Top 4 Reasons to Wear a Mouth Guard

It used to be a badge of honour among hockey players if they could smile and reveal several missing teeth. These gap-toothed smiles were intended as a sure sign of time spent on the ice. But hockey’s toothless era appears to have passed, thanks to the rise of the mouth guard.

Mouth guards are plastic forms designed to fit around your teeth. Sometimes mouth guards come pre-made, but the most effective kind are available from a dentist. The dentist uses a special mould to take an impression of your teeth, and this mould becomes the model for a custom mouth guard that fits your mouth perfectly.

In addition to preventing yourself from getting an old-school hockey grin, there are many reasons to wear a mouth guard. Review the top four below to find out if you should look into getting a mouth guard.

1. You Play Sports
As you probably guessed, the primary reason to wear a mouth guard is to protect your teeth while playing sports. The speed, intensity of play, and jostling with other players can lead to serious teeth injuries—unless athletes protect their mouths.

That’s where a mouth guard comes in. As its name implies, a mouth guard shields teeth from blows that happen frequently and unexpectedly during sporting events. By wearing a mouth guard whenever you play fast-paced or contact sports, you guarantee you’ll be smiling ear to ear both before and after the game.

But what sports is a mouth guard recommended for? It probably wouldn’t hurt to wear a mouth guard playing most sports, but if you or your child regularly plays any of the sports below, see your dentist about having a custom mouth guard fitted:

  • Ice hockey

  • Basketball

  • Football

  • Soccer

  • Rugby

  • Lacrosse

  • Field hockey

  • Skiing

  • Snowboarding


Sometimes local leagues or school teams require mouth guards for certain sports, so check with coaches to make sure you’re complying with these rules.

2. You Grind Your Teeth at Night
Grinding your teeth against each other occasionally isn’t a problem. But when people do it frequently, it can damage teeth. They become loose, fractured or even come out when tooth grinding is excessive. These problems often require corrective dental work, making teeth grinding an expensive bad habit.

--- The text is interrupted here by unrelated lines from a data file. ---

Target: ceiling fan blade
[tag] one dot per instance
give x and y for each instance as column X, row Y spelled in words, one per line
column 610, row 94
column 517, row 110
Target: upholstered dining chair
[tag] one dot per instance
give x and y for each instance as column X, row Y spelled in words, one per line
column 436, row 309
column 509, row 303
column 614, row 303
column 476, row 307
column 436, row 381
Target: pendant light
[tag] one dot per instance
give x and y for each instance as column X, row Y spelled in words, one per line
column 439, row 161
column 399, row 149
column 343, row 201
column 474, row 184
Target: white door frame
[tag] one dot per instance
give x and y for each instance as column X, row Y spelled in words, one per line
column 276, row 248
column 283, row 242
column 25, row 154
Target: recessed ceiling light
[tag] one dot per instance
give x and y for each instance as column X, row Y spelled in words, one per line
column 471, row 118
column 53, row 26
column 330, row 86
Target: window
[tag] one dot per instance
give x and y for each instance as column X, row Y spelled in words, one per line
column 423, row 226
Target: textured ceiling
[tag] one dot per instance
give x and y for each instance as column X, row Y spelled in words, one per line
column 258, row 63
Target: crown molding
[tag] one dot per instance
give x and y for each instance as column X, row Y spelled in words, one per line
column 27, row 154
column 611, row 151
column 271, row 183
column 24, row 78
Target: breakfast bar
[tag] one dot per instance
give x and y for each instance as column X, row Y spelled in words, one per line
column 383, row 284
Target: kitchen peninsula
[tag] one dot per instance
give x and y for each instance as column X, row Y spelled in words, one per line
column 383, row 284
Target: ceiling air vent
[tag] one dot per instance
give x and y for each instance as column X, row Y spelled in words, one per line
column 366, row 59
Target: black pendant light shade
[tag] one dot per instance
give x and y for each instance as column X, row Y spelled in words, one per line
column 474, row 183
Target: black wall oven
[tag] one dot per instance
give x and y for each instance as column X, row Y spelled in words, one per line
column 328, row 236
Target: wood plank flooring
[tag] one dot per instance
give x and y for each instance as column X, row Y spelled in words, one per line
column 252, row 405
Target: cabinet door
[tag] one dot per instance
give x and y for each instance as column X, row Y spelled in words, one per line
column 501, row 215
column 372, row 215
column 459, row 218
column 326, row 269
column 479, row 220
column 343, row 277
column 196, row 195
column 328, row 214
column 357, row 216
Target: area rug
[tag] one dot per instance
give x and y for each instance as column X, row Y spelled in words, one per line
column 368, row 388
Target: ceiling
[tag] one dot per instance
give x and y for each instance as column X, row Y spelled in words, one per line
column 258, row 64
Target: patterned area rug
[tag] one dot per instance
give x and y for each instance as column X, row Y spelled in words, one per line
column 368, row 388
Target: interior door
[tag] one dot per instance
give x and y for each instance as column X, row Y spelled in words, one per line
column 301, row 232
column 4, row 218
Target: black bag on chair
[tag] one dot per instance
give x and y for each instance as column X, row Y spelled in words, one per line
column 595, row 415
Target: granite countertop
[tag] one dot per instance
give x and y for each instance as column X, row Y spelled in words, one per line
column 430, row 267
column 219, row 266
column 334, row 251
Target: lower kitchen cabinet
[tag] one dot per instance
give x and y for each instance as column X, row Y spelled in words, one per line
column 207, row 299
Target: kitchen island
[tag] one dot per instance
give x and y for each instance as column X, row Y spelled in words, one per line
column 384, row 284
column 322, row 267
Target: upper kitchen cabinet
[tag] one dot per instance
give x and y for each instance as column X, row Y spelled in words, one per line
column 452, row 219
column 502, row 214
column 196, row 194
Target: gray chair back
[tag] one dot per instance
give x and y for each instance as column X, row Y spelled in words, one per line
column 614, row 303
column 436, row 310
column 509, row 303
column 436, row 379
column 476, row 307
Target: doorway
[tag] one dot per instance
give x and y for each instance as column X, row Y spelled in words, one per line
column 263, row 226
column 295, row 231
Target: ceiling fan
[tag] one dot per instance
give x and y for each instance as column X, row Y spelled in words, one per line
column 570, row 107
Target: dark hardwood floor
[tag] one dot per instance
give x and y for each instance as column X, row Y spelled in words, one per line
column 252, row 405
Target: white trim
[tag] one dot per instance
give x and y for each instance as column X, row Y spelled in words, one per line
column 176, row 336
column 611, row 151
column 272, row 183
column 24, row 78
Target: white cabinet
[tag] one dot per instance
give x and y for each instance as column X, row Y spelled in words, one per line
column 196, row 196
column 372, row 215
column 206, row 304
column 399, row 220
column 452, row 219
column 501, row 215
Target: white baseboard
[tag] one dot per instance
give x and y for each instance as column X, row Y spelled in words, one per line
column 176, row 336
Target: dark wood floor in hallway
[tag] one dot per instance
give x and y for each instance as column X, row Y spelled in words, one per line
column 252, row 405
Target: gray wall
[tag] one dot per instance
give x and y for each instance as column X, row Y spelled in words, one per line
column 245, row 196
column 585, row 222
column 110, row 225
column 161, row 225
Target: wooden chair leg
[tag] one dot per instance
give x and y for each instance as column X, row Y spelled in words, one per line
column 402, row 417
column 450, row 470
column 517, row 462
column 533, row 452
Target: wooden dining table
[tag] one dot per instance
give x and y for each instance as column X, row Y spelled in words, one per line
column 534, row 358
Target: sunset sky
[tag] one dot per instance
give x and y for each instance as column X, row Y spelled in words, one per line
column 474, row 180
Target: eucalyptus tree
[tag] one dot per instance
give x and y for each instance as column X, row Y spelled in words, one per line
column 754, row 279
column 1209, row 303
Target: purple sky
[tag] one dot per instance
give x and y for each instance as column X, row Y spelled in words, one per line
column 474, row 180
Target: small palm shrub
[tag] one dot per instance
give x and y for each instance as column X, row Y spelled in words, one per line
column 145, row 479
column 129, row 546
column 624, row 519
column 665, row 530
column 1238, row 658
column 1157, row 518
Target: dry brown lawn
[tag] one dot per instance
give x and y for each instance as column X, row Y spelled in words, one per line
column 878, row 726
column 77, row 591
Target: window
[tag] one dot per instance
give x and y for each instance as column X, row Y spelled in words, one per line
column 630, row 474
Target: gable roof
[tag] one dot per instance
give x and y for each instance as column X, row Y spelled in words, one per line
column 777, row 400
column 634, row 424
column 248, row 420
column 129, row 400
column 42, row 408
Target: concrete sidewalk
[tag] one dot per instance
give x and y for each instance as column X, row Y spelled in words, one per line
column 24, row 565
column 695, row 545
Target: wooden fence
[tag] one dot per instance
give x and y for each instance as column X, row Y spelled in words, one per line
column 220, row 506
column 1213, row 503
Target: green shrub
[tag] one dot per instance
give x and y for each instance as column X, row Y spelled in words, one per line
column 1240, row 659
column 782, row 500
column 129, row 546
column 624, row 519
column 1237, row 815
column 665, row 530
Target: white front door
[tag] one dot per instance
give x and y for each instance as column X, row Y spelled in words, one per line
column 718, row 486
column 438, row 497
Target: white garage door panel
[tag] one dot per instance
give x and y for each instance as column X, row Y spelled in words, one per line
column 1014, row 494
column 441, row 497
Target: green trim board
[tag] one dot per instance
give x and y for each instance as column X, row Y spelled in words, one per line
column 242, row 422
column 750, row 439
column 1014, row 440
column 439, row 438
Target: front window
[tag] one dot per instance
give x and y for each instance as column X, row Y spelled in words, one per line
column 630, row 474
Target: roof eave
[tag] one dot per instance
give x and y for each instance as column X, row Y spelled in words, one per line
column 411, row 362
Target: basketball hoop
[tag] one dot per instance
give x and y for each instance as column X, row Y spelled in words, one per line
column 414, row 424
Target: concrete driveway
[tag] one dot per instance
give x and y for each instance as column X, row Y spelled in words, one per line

What’s worse is if you grind your teeth while you sleep, you can’t control it on your own. You’re in dreamland, but your teeth are actively wearing themselves away, little by little. You may not even be aware you grind your teeth, unless your partner tells you about it. Other signs you grind your teeth while you’re sleeping include dull headaches or jaw pain in the morning.

For people who grind their teeth at night, mouth guards are a good solution. These mouth guards, sometimes called night guards, are worn on both the top and bottom teeth. That way, even if the grinding continues, the teeth stay protected from self-inflicted damage.

3. You Wear Braces or Have Bridgework
If you have traditional metal braces, it may seem strange to want to add a mouth guard to the mix. Wouldn’t a mouth guard just make your mouth more uncomfortable?

Actually, no. For people who wear braces, a mouth guard actually puts a barrier between your braces and the inside of your mouth. The mouth guard can reduce irritation in your mouth caused by your braces rubbing against your cheeks or the inside of your lips.

You won’t have to wear the mouth guard at all times, but you should definitely invest in one if you wear braces and regularly play contact sports.

A mouth guard’s advantages are also great for people who wear dental bridgework. Bridges replace missing or lost teeth permanently, but they can be more susceptible to damage or injury than regular teeth. Make sure your dental bridge stays firmly in place by wearing a mouth guard when your teeth are likely to take a blow or two.

4. You Have TMD or TMJ
TMD, or temporomandibular disorder, is any condition that causes jaw joint pain or jaw muscle strain. Sometimes people refer to these disorders as TMJ, which stands for temporomandibular joint (the bones that meet at these joints are the temporal bones and the mandible).

A mouth guard relieves TMD pain because it immobilizes these jaw joints. Doing this prevents the mouth from opening too wide, sitting incorrectly or otherwise straining the jaw muscles.

If you suspect you have some form of TMD, speak with your dentist about whether a custom mouth guard will help relieve your symptoms. If your dentist thinks a mouth guard can help your TMD, he or she will let you know when to wear it. You’ll likely only need to wear it every few days or at night while you’re sleeping.

If you play sports, grind your teeth, wear braces, or have TMD, a mouth guard can be a great investment. It will protect your teeth and keep you smiling. Your dentist can help you determine if a mouth guard is right for you, so ask about one at your next appointment.